The program trains community members to act so that red dots – marks on a map indicating instances of power-based personal violence such as controlling behavior, threats or sexual assault – are far outnumbered by green dots. Including both reactive and proactive bystander interventions, green dots indicate actions such as defusing a situation through distraction, showing concern for someone who is being harmed, or asking someone who is causing harm to move away.

Barriers to intervening can be “anything from feeling unsafe to not knowing the full context to being concerned about damaging a friendship,” said Werner. “Thinking ahead of time about the ways in which we do feel comfortable intervening helps us to feel more confident to take action when we witness a situation unfolding in front of us.”

In the training, a majority of community advisors (CAs) and pastoral assistants shared that they personally experienced or knew someone who had experienced power-based personal violence, said Addison Hawpe. As a CA, she lives in a residence hall and provides support and leadership to other students, and helps build community.

“We all have times in our past where we wish we would have stood up, and wish we would have done more,” she said. “After this training, I have some more tactics – ‘direct, distract and delegate’ – and ways to be an active bystander. I can definitely pass these on to the residents on my hall as ways that they can be active bystanders, too.”

The training further challenged CAs to create “green areas where red dots don’t even have a chance to come,” said Hawpe.

“One of the main goals of a CA is to create that green zone in our spaces,” said CA Theo Yoder. Green Dot t-shirts, stickers and conversation points will cultivate awareness and help “make it clear that domestic and dating violence, sexual assault and stalking are just unacceptable,” he said.  

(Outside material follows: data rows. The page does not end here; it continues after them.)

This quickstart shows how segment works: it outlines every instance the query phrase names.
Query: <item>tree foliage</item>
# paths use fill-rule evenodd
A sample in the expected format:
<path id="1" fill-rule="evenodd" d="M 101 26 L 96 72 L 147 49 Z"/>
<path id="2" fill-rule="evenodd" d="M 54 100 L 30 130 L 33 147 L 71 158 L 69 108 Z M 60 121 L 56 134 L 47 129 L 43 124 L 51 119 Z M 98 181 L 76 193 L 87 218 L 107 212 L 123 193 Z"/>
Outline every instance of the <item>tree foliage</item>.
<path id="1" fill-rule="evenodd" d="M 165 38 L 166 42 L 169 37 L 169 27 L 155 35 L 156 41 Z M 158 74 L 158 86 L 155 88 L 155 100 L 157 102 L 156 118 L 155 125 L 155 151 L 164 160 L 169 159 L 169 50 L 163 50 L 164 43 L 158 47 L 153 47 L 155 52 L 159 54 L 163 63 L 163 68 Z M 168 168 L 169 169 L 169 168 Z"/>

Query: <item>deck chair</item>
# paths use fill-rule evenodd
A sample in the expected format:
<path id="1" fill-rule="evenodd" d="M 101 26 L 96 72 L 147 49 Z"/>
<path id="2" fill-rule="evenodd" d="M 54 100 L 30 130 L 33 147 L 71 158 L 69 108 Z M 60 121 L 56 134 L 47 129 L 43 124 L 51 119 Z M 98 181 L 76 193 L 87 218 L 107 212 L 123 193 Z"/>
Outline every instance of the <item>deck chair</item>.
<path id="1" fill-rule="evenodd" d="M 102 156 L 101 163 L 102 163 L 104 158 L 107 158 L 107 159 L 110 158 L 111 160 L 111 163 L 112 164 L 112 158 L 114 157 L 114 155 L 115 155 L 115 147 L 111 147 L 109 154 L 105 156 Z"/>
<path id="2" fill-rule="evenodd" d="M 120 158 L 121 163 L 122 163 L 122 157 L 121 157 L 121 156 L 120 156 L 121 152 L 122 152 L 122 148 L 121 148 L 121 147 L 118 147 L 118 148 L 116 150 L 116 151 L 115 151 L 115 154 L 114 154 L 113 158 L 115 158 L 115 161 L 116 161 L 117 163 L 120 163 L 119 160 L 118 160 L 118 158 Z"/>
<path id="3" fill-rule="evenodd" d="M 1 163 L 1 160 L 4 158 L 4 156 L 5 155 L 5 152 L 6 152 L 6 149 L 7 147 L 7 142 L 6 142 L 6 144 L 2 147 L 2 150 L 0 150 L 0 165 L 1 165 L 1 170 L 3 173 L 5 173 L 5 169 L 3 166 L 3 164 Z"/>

“It takes a collective effort by all of us to ensure that our campus is safe,” said Werner, who manages a multi-year grant EMU received through the U.S. Department of Justice Office on Violence Against Women (OVW) to combat sexual assault, domestic violence, dating violence and stalking on campus. 

Launched in 2006 at the University of Kentucky, Alteristic’s Green Dot curriculum has been used at nearly 800 schools (including at neighboring James Madison University), entities such as the U.S. Department of Justice, Oregon Tradeswomen and Bangor Savings Bank, as well as internationally, according to its website.